You can really virtualize a lot when done right. My “virtual first” approach is rule of thumb and exceptions do exist even when I’m calling the shots. However just like people quoting costs, latency, security, lock-in to question the suitability of Public Cloud versus on premises in “subjective” ways, they do so when it comes to virtualization as well. The discussion if often more about organizational issues, control, fear, politics, interests and money. Every hosting provider out there loves virtualization as it’s great for their TCO/ROI. But when it comes to Public Cloud they’re often less convinced. That “datacenter zero” concept isn’t that attractive to them so we see Hybrid and Public Cloud offerings that might not be that good of an idea in some cases but it fits their interests more. Have you noticed that there are no highly automated, optimized data centers anymore, only * clouds? There are valid use cases for hybrid and private clouds but just like with virtualization, maybe we should let go of the personal/business interests, the fear, and false assumptions when advising customers. It all depends.

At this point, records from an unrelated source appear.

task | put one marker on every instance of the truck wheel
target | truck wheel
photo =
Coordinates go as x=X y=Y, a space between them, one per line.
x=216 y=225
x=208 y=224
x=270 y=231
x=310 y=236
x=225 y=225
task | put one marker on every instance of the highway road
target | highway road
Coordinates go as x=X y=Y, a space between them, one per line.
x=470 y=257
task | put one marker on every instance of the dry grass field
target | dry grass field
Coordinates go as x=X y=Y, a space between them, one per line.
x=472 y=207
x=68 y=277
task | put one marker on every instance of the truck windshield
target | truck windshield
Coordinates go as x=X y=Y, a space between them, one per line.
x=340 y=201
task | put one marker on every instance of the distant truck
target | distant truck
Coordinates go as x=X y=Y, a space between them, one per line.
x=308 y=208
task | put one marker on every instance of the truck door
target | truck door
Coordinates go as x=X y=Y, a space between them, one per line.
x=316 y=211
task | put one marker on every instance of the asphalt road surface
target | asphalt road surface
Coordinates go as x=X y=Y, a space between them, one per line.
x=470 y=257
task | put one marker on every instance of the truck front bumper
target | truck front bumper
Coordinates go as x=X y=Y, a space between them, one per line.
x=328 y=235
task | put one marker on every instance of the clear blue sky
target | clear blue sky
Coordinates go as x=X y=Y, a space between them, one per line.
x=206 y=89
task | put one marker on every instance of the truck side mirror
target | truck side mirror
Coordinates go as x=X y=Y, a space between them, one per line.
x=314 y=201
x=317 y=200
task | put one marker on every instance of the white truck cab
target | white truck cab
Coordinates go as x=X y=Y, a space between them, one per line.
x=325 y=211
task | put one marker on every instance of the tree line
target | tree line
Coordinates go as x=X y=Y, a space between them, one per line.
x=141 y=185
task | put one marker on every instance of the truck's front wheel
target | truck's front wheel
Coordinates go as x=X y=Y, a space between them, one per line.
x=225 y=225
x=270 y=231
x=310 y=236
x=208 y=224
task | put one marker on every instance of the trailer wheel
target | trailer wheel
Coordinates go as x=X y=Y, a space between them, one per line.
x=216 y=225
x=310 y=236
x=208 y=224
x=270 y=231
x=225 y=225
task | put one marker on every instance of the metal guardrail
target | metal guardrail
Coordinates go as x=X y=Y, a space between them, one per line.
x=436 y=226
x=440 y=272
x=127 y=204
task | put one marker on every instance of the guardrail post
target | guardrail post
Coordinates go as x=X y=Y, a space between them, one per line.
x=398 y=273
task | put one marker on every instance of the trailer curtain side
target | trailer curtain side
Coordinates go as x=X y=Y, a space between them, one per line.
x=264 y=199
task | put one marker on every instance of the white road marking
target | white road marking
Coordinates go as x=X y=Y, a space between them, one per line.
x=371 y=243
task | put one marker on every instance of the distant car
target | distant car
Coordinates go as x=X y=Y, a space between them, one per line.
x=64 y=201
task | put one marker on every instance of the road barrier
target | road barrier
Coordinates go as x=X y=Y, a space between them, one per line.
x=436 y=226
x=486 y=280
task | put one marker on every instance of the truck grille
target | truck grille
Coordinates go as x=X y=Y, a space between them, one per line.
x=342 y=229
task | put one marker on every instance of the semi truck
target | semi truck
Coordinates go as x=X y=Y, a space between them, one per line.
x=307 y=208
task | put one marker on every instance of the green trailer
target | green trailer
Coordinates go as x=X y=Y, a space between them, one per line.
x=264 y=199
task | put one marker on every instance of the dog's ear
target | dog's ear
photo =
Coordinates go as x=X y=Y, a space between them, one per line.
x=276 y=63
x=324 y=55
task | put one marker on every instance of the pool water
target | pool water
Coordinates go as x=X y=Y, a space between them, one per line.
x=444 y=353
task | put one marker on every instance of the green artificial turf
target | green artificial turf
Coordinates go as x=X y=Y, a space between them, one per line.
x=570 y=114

In this regards I had several discussions now with people about the lack of hard processor affinity with Hyper-V. This makes it unfit for high performance workloads in their opinion. Sure, such cases do exist. These are however, not the majority. As I’ve  been having this discussion rather often in the past months I wrote an article on the subject that I’ve published in collaboration with StarWind Software Need Hard Processor affinity for Hyper-V? The idea is to reach more people and share insights with the community. Full disclosure: I happen to know Anton Kolomyeytsev (CEO, CTO and Chief Architect at StarWind)  professionally as a fellow MVP and I have great respect for his technical expertise, insights and experience. This made me agree to publish some content via their blog. Sharing opinions and ideas with as many people as possible only makes for better technologist everywhere.